Families are investing in pet healthcare with scholarships
“The price of a good gundog is a broken heart at the end.” - Rudyard Kipling
Our pets are indispensable members of our families. Though they do not speak our chosen language, they communicate with us far more clearly than do most others day to day. Their loyalty is absolute. Their love is free and overwhelming. They pack decades of joy and experience into their compressed lifespans and return unto us ten-fold all the love we may give. They are our friends, and the best of these. Yet, for all the joy, we know at the outset of each relationship how it must end. Still, even knowing that, we begin.
Ellie the Lab was the best friend anyone could have. She was as much a part of her people’s lives as any human might have been. When Austin and Megan Ashley and their daughter, all of Raleigh, Miss., had to say goodbye to Ellie, they were at a loss as to what to do next. Ellie had been too strong a force of nature to simply fade away. They found their answer at Mississippi State University.
One day not long ago, Ellie took sick and was diagnosed with an irreparable heart ailment that left her future most uncertain. On the short side, some estimates gave her only six weeks. With the extraordinary efforts of the Ashleys’ family vet, Dr. Jennifer White of Sumrall, Miss., Ellie and her people enjoyed one another’s company for almost another full year.
Dr. White had handled Ellie’s regular care since the Labrador retriever’s earliest days. In Ellie’s latter weeks, Dr. White went so far above and beyond, the Ashleys decided to honor her and remember Ellie by funding a scholarship with the vet school at MSU — Dr. White’s alma mater and the place where the friends of our best friends perfect their skill.
The Ashleys routinely did weekly meal prep for Ellie, organized medicine and planned treatments, and Dr. White helped throughout. “Having a vet who would come to your house to help keep everything on track, doing things she didn’t have to do, was just extraordinary,” Austin said. “You don’t get that often in today’s world.”

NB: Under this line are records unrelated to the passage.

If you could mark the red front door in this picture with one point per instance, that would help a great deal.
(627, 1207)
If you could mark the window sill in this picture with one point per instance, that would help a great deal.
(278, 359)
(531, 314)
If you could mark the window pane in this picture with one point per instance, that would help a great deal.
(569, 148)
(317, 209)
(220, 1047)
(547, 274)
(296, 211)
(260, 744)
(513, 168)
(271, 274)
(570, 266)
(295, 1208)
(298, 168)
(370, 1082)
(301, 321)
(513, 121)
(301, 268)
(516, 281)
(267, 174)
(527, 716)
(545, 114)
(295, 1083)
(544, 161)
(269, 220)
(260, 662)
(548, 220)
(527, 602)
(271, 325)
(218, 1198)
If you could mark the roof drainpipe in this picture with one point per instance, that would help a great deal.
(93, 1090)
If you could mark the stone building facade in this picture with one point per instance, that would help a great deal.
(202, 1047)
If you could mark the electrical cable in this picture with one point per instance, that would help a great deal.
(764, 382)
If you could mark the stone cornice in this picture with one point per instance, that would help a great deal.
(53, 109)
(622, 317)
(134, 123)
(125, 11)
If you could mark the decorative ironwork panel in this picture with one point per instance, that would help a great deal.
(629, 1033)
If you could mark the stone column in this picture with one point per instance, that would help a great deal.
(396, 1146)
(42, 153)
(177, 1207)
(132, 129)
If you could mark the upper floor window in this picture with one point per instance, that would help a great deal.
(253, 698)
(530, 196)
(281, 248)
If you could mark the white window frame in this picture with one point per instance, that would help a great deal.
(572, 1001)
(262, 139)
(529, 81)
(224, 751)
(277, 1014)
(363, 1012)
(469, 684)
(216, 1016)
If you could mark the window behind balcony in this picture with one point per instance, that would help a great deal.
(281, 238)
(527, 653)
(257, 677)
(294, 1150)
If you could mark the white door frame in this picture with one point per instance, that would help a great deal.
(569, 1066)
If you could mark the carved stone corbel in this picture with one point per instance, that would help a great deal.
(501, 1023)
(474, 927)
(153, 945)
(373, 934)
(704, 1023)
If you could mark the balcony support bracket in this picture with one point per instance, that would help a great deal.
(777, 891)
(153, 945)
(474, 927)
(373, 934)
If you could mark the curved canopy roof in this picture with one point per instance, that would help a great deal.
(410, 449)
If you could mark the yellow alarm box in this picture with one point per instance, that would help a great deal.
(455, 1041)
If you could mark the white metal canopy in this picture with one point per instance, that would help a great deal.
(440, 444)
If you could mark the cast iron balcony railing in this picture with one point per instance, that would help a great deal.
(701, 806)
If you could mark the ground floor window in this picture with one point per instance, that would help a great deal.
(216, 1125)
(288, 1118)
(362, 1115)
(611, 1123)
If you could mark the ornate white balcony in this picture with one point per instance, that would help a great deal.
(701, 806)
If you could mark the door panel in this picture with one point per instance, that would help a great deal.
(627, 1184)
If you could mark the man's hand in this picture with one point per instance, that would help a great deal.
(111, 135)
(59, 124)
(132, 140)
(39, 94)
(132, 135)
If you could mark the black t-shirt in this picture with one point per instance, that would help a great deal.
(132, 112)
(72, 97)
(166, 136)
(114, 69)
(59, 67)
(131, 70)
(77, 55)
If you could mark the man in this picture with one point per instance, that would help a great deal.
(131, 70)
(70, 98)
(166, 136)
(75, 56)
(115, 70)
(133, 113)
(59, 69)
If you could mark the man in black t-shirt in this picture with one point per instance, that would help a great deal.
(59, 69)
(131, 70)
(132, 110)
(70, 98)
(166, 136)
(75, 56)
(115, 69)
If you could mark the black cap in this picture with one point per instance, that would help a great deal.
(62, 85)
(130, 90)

After Ellie was gone, Megan and Austin prayed about what to do next. They were led to create a scholarship to help students training to follow in the paths Dr. White and so many more have trod. They founded the Ellie Anne Ashley Scholarship for students pursuing degrees in veterinary medicine.
“What we’re giving is not a whole lot, but every bit helps,” Austin said. “As long as we’re doing that, Ellie’s legacy lives on, and Dr. White’s extraordinary contributions are recognized. We hope to grow the scholarship larger and larger over time. We’re glad we’re able to give, and that we have the Foundation to give through.”
Many others have taken such opportunities to help, including Cheyenne and Parker Prisock, of Starkville. The two high school sweethearts have been together for a decade and a half, and they enjoy their pets as members of their family.
Their dogs, Colt and Penny, are German short haired pointers. They’re as much a part of the Prisock family as anyone may be.
“We think it’s important to invest in the future generations of veterinary technicians to make sure our pets, along with those of everyone else, receive the best care they can,” Cheyenne Prisock said. “We believe the MSU program provides that opportunity, so why not invest in what we believe in?”
She and their friends, Mary Beth and Billy Baldwin, also of Starkville, are funding scholarships for students at the vet school through regular monthly payments that, Cheyenne says, don’t amount to a great sacrifice.
“When you divide it out week by week, it’s what I might well have spent on coffee,” Cheyenne said. “I’d much rather spend it on this, on something that can make a difference forever.”
The Cheyenne and Parker Prisock Vet Tech Scholarship, and the Mary Beth and Billy Baldwin Vet Tech Scholarship support students working to become veterinary technicians.
“We just want to help somebody because we’ve been touched by so many,” Mary Beth said. “We want to be able to support the people in the trenches doing the work that makes a difference.”